Using regular expressions in C#, is there any way to find and remove duplicate words or symbols in a string containing a variety of words and symbols?
Ex.
Have a look at backreferences:
http://msdn.microsoft.com/en-us/library/thwdfzxy(VS.71).aspx
This a regex that will find doubled words. But it will match only one word per match. So you have to use it more than once.
new Regex( @"(.*)\b(\w+)\b(.*)(\2)(.*)", RegexOptions.IgnoreCase );
Of course this is not the best solution (see other answers, which propose not to use a regex at all). But you asked for a regex - here is one. Maybe just the idea helps you ...
This seems to work for me
(\b\S+\b)(?=.*\1)
Matches like so
apple apple orange orange red blue green orange green blue pirates ninjas cowboys ninjas pirates
As others have pointed out, this is doable with backreferences. See http://msdn.microsoft.com/nb-no/library/thwdfzxy(en-us).aspx for the details on how to use backreferences in .Net.

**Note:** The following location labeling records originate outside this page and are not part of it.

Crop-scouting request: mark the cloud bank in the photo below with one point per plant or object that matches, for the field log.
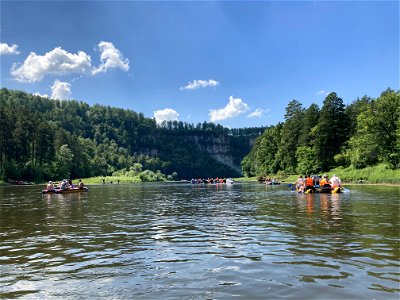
(61, 90)
(55, 62)
(257, 113)
(167, 114)
(111, 58)
(196, 84)
(60, 62)
(5, 49)
(235, 107)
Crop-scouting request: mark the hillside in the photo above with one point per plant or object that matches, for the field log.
(42, 138)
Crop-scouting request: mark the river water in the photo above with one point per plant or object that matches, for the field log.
(180, 241)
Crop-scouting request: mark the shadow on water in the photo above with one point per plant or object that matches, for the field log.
(199, 241)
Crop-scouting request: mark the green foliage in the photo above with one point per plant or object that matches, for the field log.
(381, 173)
(42, 139)
(306, 160)
(359, 136)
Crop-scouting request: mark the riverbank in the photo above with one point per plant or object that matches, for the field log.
(379, 174)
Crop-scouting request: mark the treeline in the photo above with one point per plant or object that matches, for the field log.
(313, 139)
(42, 138)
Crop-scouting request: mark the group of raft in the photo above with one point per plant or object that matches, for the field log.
(317, 184)
(65, 186)
(211, 180)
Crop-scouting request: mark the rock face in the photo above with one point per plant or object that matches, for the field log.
(221, 148)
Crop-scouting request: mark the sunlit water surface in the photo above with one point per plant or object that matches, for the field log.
(160, 241)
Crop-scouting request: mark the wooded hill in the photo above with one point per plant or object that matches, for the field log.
(42, 139)
(312, 140)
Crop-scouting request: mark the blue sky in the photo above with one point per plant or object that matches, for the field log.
(234, 63)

Your particular problem to remove punctuation as well makes it a bit more complicated, but I think code along these lines (whitespace is not significant in that regex) should do the trick:
(\b\w+(?:\s+\w+)*)\s+\1
I've not tested the regex at all, but that should match one or more words separated by whitespace that are repeated. You'll have to add some more logic to allow for puncuation and so on.